Puppy & Kitten Vaccination Schedule, Explained Week by Week

May 14, 2026 · PetVitalScan Team · 3 min read

Few things confuse new pet parents like the vaccine schedule: a wall of acronyms, three vet visits in eight weeks, and rules that change by state. Here’s the whole system, decoded.

Why so many rounds?

Puppies and kittens are born with temporary immunity from their mother’s milk — and that same maternal immunity can neutralize vaccines while it lasts. Since it fades at an unpredictable time between 6 and 16 weeks, vets vaccinate in a series every 3–4 weeks so no immunity gap goes uncovered. Skipping a round leaves exactly the kind of gap that parvo exploits.

Puppy schedule (core)

AgeVaccines
6–8 weeksDHPP #1 (distemper, hepatitis/adenovirus, parainfluenza, parvo)
10–12 weeksDHPP #2 · non-core per lifestyle (bordetella, lepto, Lyme)
14–16 weeksDHPP #3 · rabies (state law)
12–16 monthsDHPP booster · rabies booster
AdultDHPP every 1–3 years · rabies per state law (1- or 3-year)

Kitten schedule (core)

AgeVaccines
6–8 weeksFVRCP #1 (rhinotracheitis, calicivirus, panleukopenia)
10–12 weeksFVRCP #2 · FeLV #1 (recommended for all kittens)
14–16 weeksFVRCP #3 · FeLV #2 · rabies
12–16 monthsFVRCP booster · rabies booster
AdultFVRCP every 1–3 years · FeLV annually for outdoor cats

Core vs. non-core: what “lifestyle vaccine” means

Core vaccines (DHPP, FVRCP, rabies) are for every pet, period. Non-core vaccines depend on where you live and what your pet does:

  • Bordetella — boarding, daycare, grooming, dog parks.
  • Leptospirosis — wet climates, standing water, wildlife exposure; many vets in the South and Pacific Northwest now treat it as functionally core.
  • Lyme — tick country: the Northeast, Upper Midwest, and spreading.
  • Canine influenza — social urban dogs, boarding facilities.
  • FeLV for adult cats — any outdoor access says yes.

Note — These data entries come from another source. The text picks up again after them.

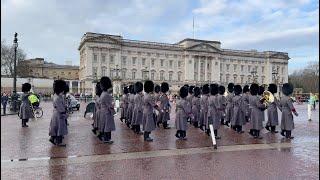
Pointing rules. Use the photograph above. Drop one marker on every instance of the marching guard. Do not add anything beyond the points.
(229, 109)
(25, 110)
(272, 110)
(106, 111)
(196, 107)
(183, 112)
(287, 108)
(138, 107)
(58, 127)
(204, 105)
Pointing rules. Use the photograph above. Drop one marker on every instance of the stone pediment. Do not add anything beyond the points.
(204, 47)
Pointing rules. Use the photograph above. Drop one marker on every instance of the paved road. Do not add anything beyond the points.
(27, 154)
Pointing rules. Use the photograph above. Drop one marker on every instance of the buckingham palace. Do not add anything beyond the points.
(190, 61)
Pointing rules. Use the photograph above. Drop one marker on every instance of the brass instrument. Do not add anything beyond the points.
(268, 98)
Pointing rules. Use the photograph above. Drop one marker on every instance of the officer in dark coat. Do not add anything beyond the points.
(257, 111)
(58, 127)
(138, 107)
(222, 103)
(238, 119)
(183, 112)
(149, 104)
(196, 107)
(25, 107)
(229, 109)
(272, 110)
(204, 103)
(165, 105)
(107, 110)
(287, 108)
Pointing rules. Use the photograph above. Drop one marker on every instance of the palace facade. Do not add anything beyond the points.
(190, 61)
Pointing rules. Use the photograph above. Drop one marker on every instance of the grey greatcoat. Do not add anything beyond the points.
(238, 114)
(221, 107)
(138, 109)
(25, 111)
(124, 105)
(272, 112)
(229, 108)
(130, 107)
(106, 113)
(286, 106)
(149, 123)
(183, 111)
(204, 109)
(164, 108)
(245, 105)
(196, 109)
(213, 113)
(58, 126)
(257, 112)
(96, 113)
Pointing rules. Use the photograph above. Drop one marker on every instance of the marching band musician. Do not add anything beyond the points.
(287, 108)
(183, 112)
(148, 120)
(107, 110)
(124, 104)
(257, 111)
(58, 127)
(213, 114)
(204, 105)
(229, 104)
(97, 107)
(196, 107)
(222, 102)
(25, 110)
(165, 105)
(272, 110)
(238, 119)
(138, 108)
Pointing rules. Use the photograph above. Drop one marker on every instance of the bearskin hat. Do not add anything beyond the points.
(287, 89)
(26, 87)
(148, 86)
(246, 89)
(273, 88)
(191, 89)
(59, 86)
(230, 87)
(138, 87)
(125, 90)
(183, 92)
(164, 87)
(237, 89)
(254, 88)
(214, 89)
(157, 88)
(196, 91)
(261, 90)
(205, 89)
(98, 89)
(221, 90)
(105, 83)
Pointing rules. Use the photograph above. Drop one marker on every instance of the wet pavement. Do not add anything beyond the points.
(26, 153)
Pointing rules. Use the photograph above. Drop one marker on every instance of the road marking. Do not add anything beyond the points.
(47, 161)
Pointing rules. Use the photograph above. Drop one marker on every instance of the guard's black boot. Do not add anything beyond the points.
(273, 129)
(216, 134)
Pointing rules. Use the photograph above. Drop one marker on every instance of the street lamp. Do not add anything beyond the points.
(14, 96)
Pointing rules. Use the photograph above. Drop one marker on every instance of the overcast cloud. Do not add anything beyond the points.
(53, 29)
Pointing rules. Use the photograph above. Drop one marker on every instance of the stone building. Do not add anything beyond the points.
(39, 68)
(190, 61)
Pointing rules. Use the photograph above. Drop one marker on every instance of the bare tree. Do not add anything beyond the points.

Your state’s climate decides much of this list — that’s why our state guides (for example Florida and Texas) cover local parasite and disease pressure alongside the laws.

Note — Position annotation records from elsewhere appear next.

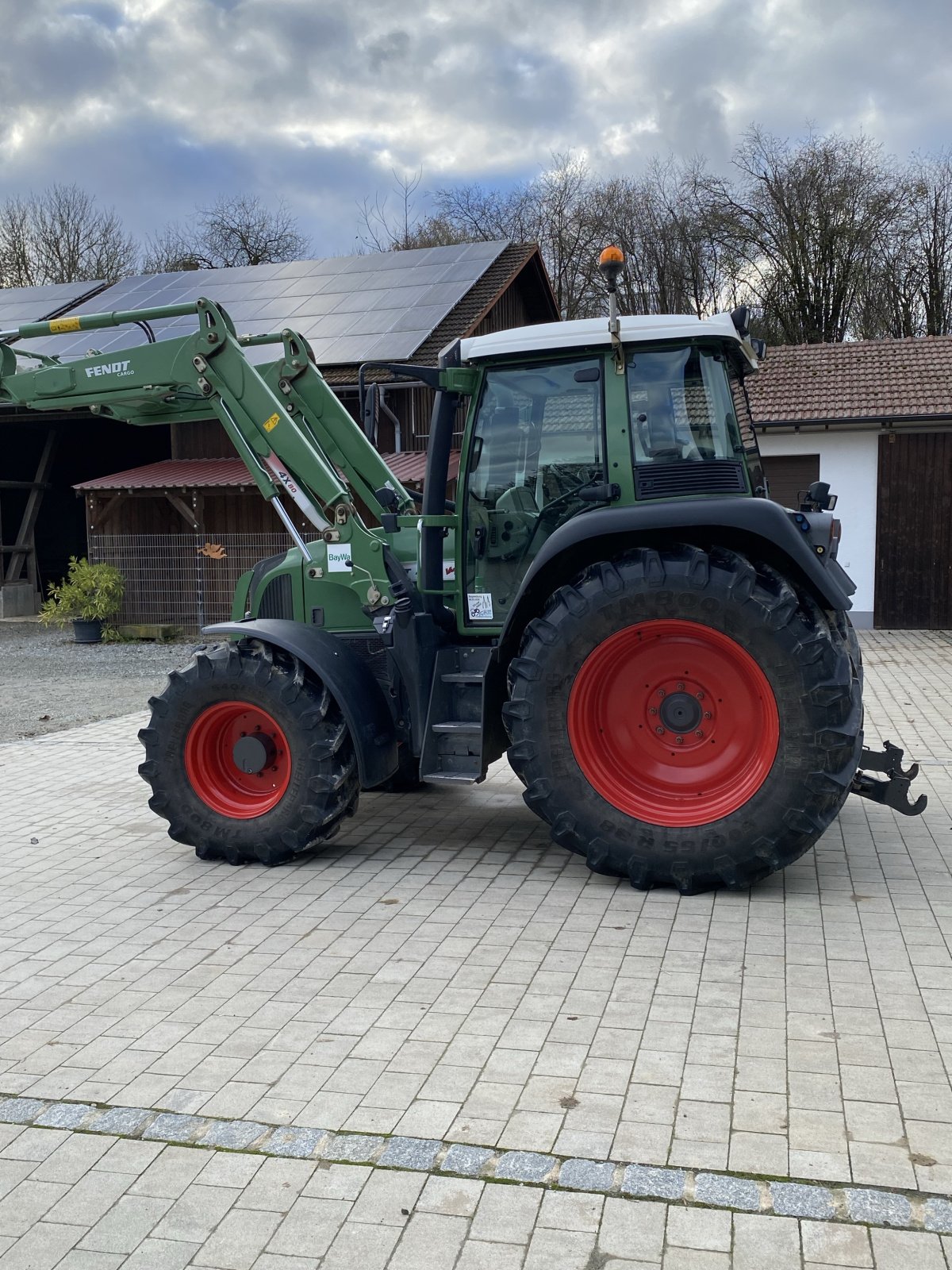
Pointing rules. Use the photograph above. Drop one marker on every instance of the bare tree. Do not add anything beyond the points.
(806, 222)
(555, 210)
(385, 230)
(668, 232)
(61, 235)
(234, 230)
(931, 198)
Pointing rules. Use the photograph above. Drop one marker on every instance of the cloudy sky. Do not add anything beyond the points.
(155, 106)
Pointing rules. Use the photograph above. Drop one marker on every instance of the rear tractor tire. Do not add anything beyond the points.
(249, 757)
(685, 718)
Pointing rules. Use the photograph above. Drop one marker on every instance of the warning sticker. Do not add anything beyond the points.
(338, 558)
(480, 607)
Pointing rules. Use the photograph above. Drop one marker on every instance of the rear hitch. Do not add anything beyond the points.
(894, 791)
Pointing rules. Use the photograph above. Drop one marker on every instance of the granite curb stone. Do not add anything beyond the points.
(727, 1191)
(353, 1149)
(21, 1110)
(524, 1166)
(466, 1161)
(879, 1206)
(660, 1183)
(858, 1206)
(797, 1199)
(65, 1115)
(171, 1127)
(295, 1142)
(587, 1175)
(235, 1134)
(939, 1216)
(125, 1122)
(418, 1153)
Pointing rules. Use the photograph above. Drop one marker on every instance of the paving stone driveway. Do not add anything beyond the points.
(442, 972)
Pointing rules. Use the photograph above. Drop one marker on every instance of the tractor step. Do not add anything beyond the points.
(452, 746)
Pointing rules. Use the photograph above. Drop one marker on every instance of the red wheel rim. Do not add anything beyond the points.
(238, 760)
(673, 723)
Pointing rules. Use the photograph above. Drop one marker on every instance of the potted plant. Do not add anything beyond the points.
(88, 597)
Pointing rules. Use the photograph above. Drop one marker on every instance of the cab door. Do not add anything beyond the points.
(536, 455)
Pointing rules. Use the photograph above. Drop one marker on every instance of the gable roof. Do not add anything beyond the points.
(463, 318)
(876, 380)
(380, 305)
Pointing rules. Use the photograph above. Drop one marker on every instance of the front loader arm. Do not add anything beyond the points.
(289, 427)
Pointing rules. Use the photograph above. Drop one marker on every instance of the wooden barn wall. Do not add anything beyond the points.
(221, 514)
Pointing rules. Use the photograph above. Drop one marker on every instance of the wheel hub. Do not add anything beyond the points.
(238, 760)
(251, 755)
(681, 711)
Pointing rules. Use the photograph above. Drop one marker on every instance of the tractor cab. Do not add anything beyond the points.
(552, 436)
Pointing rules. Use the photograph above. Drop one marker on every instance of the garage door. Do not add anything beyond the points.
(790, 475)
(914, 533)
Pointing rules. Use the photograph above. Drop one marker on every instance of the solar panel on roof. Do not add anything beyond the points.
(381, 305)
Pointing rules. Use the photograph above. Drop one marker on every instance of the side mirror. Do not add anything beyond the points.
(370, 406)
(818, 498)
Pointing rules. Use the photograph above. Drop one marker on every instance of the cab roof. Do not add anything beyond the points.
(593, 333)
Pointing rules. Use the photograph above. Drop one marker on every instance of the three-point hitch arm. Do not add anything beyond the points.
(294, 435)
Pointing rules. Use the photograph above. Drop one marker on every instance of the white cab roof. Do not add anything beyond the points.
(593, 332)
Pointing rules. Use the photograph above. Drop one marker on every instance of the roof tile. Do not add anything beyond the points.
(876, 380)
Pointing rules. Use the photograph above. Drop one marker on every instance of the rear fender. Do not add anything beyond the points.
(753, 526)
(346, 676)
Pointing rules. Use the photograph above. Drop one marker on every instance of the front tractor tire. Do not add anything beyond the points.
(249, 757)
(685, 718)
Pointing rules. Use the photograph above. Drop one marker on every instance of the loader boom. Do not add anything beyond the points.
(294, 435)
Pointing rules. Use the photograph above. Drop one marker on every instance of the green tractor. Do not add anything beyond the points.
(663, 654)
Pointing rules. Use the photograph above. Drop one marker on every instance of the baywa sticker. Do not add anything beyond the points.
(480, 607)
(338, 558)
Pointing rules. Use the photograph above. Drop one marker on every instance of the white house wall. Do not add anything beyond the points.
(850, 461)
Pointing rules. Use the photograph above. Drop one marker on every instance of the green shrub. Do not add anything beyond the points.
(90, 592)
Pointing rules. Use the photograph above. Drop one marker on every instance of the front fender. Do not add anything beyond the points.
(347, 677)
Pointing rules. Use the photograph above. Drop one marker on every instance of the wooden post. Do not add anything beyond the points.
(25, 539)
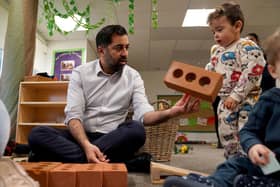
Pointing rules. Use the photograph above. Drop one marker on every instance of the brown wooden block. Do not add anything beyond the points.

What the law actually requires

In nearly every U.S. state, rabies is the legally required vaccine, typically by 4 months of age, with boosters on a 1-year or 3-year cycle depending on the product used. Licensing is enforced locally, and proof of rabies vaccination is the universal prerequisite — California requires it for all dogs, and many counties there include cats.

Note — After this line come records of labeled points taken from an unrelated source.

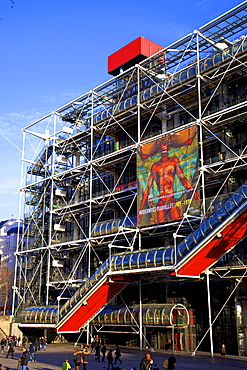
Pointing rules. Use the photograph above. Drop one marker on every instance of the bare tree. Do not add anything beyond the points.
(6, 283)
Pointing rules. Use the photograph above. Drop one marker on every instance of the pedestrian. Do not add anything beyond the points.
(11, 349)
(146, 362)
(171, 362)
(66, 365)
(97, 353)
(223, 350)
(31, 352)
(78, 358)
(3, 344)
(117, 354)
(36, 345)
(44, 343)
(24, 359)
(110, 360)
(86, 353)
(103, 351)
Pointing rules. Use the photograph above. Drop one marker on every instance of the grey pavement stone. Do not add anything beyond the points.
(53, 358)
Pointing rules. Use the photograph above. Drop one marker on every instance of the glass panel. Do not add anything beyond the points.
(134, 100)
(121, 105)
(182, 249)
(121, 316)
(217, 58)
(154, 90)
(150, 258)
(190, 242)
(205, 227)
(133, 261)
(165, 318)
(168, 256)
(243, 189)
(146, 93)
(208, 62)
(198, 235)
(176, 79)
(191, 71)
(157, 317)
(230, 206)
(213, 220)
(126, 260)
(183, 76)
(127, 103)
(159, 257)
(238, 198)
(141, 262)
(221, 213)
(118, 263)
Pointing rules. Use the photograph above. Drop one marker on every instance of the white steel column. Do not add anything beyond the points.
(140, 315)
(200, 125)
(209, 316)
(51, 208)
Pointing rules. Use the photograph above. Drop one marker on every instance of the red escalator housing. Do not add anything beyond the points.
(209, 254)
(94, 303)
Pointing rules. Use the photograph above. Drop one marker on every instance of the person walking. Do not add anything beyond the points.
(97, 353)
(85, 354)
(103, 351)
(31, 352)
(3, 344)
(146, 362)
(110, 360)
(223, 350)
(66, 365)
(24, 359)
(11, 349)
(171, 362)
(117, 354)
(78, 359)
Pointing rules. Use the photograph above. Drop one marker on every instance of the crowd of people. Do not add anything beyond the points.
(80, 355)
(8, 344)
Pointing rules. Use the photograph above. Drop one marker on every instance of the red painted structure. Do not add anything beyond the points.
(94, 303)
(213, 250)
(131, 54)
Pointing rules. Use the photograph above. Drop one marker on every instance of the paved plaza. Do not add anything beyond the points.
(53, 358)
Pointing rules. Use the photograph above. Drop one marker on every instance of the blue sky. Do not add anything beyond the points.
(53, 51)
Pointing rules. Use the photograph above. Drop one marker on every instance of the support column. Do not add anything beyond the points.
(140, 315)
(88, 333)
(209, 316)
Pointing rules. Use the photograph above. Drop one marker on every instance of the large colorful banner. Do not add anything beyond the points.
(167, 173)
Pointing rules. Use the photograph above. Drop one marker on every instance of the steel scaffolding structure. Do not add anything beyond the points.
(79, 175)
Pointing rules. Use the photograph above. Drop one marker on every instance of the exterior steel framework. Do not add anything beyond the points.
(79, 183)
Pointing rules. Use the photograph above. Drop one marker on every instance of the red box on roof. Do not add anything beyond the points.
(131, 54)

Keep the schedule straight without a spreadsheet

Booster math is exactly the kind of thing software should remember for you. Our free vaccine tracker stores your pet’s doses privately in your browser and calculates the next due date for every shot — with a reminder badge when one is coming up or overdue.

One last tip: keep printed or photographed vaccine records. Boarding facilities, groomers, emergency shelters, and interstate travel all ask for them — always at the least convenient moment.